5 Essential Jazz Albums for Aspiring Improvisers

Grab these five records and work through them one at a time. Each one targets a different improv skill you can test on your instrument right away.

Listen with a Goal in Mind

Put the album on and pick one solo. Follow it all the way through without playing along yet. Sing the first phrase out loud, then match it on your horn in the original key.

  • Write down the form once
  • Mark where the soloist changes direction
  • Copy four bars exactly before you add your own ideas

Kind of Blue by Miles Davis

So What holds one mode for sixteen bars at a time. Start your own solo by staying inside D dorian for the first chorus, then shift to E flat dorian when the form repeats. Miles places a single chromatic note on beat three of bar five. Try that exact placement on your next pass.

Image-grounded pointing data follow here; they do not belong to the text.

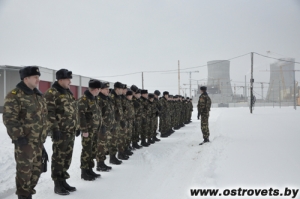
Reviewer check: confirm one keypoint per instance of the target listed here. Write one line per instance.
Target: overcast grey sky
(105, 38)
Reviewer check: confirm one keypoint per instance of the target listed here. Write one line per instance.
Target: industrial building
(282, 81)
(218, 81)
(9, 78)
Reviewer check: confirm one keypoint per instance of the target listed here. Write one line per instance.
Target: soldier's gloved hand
(77, 133)
(56, 135)
(103, 130)
(22, 141)
(122, 124)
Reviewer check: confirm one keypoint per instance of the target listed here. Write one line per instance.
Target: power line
(174, 69)
(277, 58)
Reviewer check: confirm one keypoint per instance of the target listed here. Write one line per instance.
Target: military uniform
(90, 120)
(24, 115)
(107, 139)
(137, 128)
(164, 116)
(204, 105)
(120, 124)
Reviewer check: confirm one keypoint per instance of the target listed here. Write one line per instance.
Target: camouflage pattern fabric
(204, 105)
(90, 121)
(108, 117)
(164, 116)
(117, 102)
(24, 115)
(138, 110)
(63, 117)
(145, 118)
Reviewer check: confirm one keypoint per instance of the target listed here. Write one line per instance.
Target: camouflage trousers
(136, 130)
(28, 165)
(204, 125)
(164, 124)
(62, 156)
(89, 149)
(145, 130)
(129, 133)
(112, 140)
(155, 125)
(101, 146)
(122, 137)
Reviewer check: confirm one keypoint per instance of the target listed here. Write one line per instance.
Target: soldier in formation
(110, 122)
(204, 105)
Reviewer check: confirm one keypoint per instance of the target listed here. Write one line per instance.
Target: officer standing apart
(62, 114)
(90, 120)
(24, 116)
(204, 105)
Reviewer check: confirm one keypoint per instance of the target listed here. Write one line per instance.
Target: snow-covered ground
(248, 151)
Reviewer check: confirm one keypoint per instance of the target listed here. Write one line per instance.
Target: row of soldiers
(110, 122)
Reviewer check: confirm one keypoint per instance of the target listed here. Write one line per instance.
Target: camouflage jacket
(90, 118)
(204, 103)
(62, 109)
(107, 109)
(157, 104)
(164, 107)
(125, 107)
(117, 102)
(138, 108)
(190, 106)
(24, 114)
(130, 110)
(146, 108)
(152, 109)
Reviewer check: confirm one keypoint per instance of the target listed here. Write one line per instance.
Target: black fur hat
(134, 88)
(203, 88)
(128, 93)
(157, 92)
(144, 91)
(29, 71)
(118, 85)
(105, 85)
(94, 83)
(150, 95)
(63, 74)
(165, 93)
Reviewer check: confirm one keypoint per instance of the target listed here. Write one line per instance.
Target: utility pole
(251, 85)
(178, 77)
(143, 80)
(279, 95)
(295, 107)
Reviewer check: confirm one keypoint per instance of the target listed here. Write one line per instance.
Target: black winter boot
(114, 160)
(144, 143)
(152, 141)
(59, 189)
(67, 186)
(136, 146)
(102, 167)
(123, 156)
(85, 174)
(92, 173)
(128, 152)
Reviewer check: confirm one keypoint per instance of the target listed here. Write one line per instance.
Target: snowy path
(259, 150)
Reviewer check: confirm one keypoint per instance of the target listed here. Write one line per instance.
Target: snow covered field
(248, 151)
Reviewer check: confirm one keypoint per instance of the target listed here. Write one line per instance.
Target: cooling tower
(218, 82)
(281, 80)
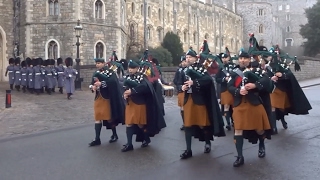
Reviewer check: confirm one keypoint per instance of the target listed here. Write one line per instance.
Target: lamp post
(78, 31)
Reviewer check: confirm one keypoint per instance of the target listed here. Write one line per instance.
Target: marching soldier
(61, 78)
(48, 77)
(222, 78)
(70, 74)
(202, 117)
(250, 117)
(43, 75)
(54, 74)
(108, 103)
(30, 72)
(17, 74)
(24, 76)
(10, 72)
(179, 82)
(143, 115)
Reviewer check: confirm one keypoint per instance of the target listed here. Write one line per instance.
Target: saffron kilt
(135, 113)
(195, 115)
(102, 109)
(279, 99)
(226, 98)
(250, 117)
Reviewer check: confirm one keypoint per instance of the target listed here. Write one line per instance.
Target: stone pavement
(31, 114)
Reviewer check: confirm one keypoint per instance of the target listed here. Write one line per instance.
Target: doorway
(3, 57)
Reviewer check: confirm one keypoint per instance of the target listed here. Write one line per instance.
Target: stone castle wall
(6, 33)
(192, 20)
(309, 69)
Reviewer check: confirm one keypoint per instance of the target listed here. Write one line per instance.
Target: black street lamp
(78, 30)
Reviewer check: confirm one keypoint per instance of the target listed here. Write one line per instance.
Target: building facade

Giant Steps by John Coltrane

The title track moves through three keys every eight bars. Slow the changes to quarter notes and play the major triads in sequence until your fingers know the order. Coltrane’s solo opens with an arpeggio that hits the third of each new chord on the downbeat. Match that pattern first, then fill in the connecting notes.

Three More Albums to Study Next

Once the first two records feel workable, move to these.

  • Saxophone Colossus by Sonny Rollins: On St. Thomas he takes a three-note motive and moves it across the blues form. Lift the first eight bars and shift the motive to start on different beats.
  • Brilliant Corners by Thelonious Monk: Monk drops accents on the off beats behind the melody. Play the head of the title track and add one displaced chord on beat two of every other bar.
  • Maiden Voyage by Herbie Hancock: The title track sits on suspended chords. Use only the pentatonic scale that skips the third for your first chorus, then add one chord tone on the final bar of each phrase.